Tüketici ise, ticari veya mesleki olmayan amaçlarla hareket eden gerçek veya tüzel kişiyi ifade eder.” şeklinde tanımlanmıştır. Yine anılan kanunun 3/d maddesinde; “Hizmet; bir ücret veya menfaat karşılığında yapılan mal sağlama dışındaki her türlü faaliyet” olarak tanımlanmıştır.
Bir hukuki işlemin 6502 sayılı kanun kapsamında kaldığının kabul edilmesi için; kanunun amacı içerisinde, yukarıda tanımları verilen taraflar arasında, mal ve hizmet satışına ilişkin bir hukuki işlemin olması gerekir.
Somut olayda, dava konusu kaçak su kullanım tutanaklarının düzenlendiği tarihlerde, davacı kurum ile davalı arasında herhangi bir abonelik sözleşmesi bulunmadığı, bu kapsamda uyuşmazlığın "abonesiz kaçak elektrik kullanımı" şeklindeki haksız fiil iddiasından kaynaklandığı ve bu haliyle uyuşmazlığın 6502 sayılı yasa kapsamında kalmadığı anlaşılmaktadır. Bu durumda uyuşmazlığın çözümü genel mahkemenin (Asliye Hukuk Mahkemesi) görevi içerisindedir.
Hal böyle olunca, mahkemece; çekişmenin Asliye Hukuk Mahkemesinde görülmesi gerektiğinden bahisle görevsizlik kararı verilmesi gerekirken, yanılgılı değerlendirme ile yazılı şekilde esasa ilişkin hüküm tesisi usul ve yasaya aykırı olup, bozmayı gerektirmiştir.
2-Bozma nedenine göre, tarafların sair temyiz itirazlarının incelenmesine gerek görülmemiştir.

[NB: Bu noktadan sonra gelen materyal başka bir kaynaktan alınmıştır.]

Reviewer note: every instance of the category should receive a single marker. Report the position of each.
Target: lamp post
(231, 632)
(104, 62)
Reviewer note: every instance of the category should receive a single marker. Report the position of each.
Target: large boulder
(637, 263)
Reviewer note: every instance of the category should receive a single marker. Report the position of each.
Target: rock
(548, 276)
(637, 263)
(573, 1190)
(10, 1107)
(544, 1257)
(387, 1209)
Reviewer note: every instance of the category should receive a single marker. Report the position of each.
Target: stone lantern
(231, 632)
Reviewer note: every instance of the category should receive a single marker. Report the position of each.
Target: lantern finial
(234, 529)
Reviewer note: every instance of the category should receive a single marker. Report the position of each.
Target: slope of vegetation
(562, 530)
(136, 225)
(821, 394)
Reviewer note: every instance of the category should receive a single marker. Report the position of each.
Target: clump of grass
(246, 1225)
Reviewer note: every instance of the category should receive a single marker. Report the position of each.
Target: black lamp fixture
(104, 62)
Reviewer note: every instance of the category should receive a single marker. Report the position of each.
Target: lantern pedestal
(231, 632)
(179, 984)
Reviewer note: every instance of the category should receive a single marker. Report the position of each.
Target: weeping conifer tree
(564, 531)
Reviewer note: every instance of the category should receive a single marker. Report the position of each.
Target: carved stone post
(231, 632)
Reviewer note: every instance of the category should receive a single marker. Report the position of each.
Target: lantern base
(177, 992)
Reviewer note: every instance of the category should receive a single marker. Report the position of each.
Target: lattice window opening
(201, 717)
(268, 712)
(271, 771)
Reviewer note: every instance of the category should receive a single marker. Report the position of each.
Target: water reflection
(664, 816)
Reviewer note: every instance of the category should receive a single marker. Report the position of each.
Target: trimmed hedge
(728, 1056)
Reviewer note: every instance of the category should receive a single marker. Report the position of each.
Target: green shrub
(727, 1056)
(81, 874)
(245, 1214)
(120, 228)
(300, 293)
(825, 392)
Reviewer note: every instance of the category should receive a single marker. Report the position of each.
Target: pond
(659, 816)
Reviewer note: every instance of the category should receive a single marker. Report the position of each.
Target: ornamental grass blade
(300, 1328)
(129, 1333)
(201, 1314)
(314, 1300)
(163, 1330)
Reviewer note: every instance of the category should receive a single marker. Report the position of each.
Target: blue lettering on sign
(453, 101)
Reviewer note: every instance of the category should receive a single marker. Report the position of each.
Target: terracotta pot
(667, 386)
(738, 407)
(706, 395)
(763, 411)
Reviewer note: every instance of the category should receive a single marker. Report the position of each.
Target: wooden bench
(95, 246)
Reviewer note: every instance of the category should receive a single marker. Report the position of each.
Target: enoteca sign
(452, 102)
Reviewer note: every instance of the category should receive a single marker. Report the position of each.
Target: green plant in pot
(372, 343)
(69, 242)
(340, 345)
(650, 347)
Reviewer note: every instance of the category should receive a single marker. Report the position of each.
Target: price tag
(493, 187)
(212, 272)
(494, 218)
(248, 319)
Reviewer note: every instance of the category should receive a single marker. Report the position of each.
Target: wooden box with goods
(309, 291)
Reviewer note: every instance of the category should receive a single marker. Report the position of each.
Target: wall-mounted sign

SONUÇ: Yukarıda açıklanan esaslar gözönünde tutulmaksızın yazılı şekilde hüküm tesisi isabetsiz, temyiz itirazları bu nedenlerle yerinde olduğundan kabulü ile hükmün HUMK.nun 428.maddesi gereğince taraflar yararına BOZULMASINA, bozma nedenine göre, tarafların sair temyiz itirazlarının incelenmesine gerek olmadığına ve peşin alınan temyiz harcının istek halinde temyiz edene iadesine, 6100 sayılı HMK"nun geçici madde 3 atfıyla 1086 sayılı HUMK.nun 440.maddesi gereğince kararın tebliğinden itibaren 15 günlük süre içerisinde karar düzeltme yolu açık olmak üzere, 04.12.2017 tarihinde oybirliğiyle karar verildi.